La molecola di DNA è una molecola piuttosto stabile, tuttavia, è soggetta a delle lesioni che possono essere provocate da agenti endogeni, quali, ad esempio, la DNA polimerasi, e da agenti esogeni, come i raggi UV. Una volta danneggiata, la molecola di DNA può essere riparata tramite specifici meccanismi. Uno di questi è il MisMatch Repair (MMR). In questa situazione, è importante che il meccanismo di riparazione riconosca correttamente il filamento da riparare, altrimenti si può determinare la comparsa di una mutazione, in quanto non si ripara la lesione: se sul filamento stampo c’è una G, si dovrebbe inserire una C, se, invece, si aggiunge una T si crea un mismatch, quindi, si corregge il filamento che presenta la T, non la G, altrimenti si avrebbe una mutazione GC → GT → AT.

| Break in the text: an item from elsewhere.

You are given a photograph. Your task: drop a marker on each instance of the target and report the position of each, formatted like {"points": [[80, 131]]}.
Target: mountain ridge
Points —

Questo meccanismo è stato studiato in E. coli: per discriminare il filamento su cui agire, si sfrutta una sequenza GATC, la quale presenta l’adenina metilata. Sono coinvolte tre proteine: MutS, MutL e MutH. MutS riconosce il mismatch, MutL ha un ruolo strutturale, invece, MutH è l’endonucleasi. Dopo che MutS riconosce la lesione, intervengono anche MutL e MutH che fanno assumere una conformazione al DNA tale per cui il mismatch si avvicini alla sequenza con l’adenina metilata. A questo punto, MutH fa un nick in corrispondenza della metilazione, ma sul filamento che non presenta l’adenina metilata. Interviene un’esonucleasi, ExoI (3’→5’) o ExoVII (5’→3’), in base che la lesione sia a monte o a valle. La degradazione da parte dell’esonucleasi provoca un gap, per cui, alla fine, intervengono la DNA polimerasi e la DNA ligasi per ricomporre il filamento.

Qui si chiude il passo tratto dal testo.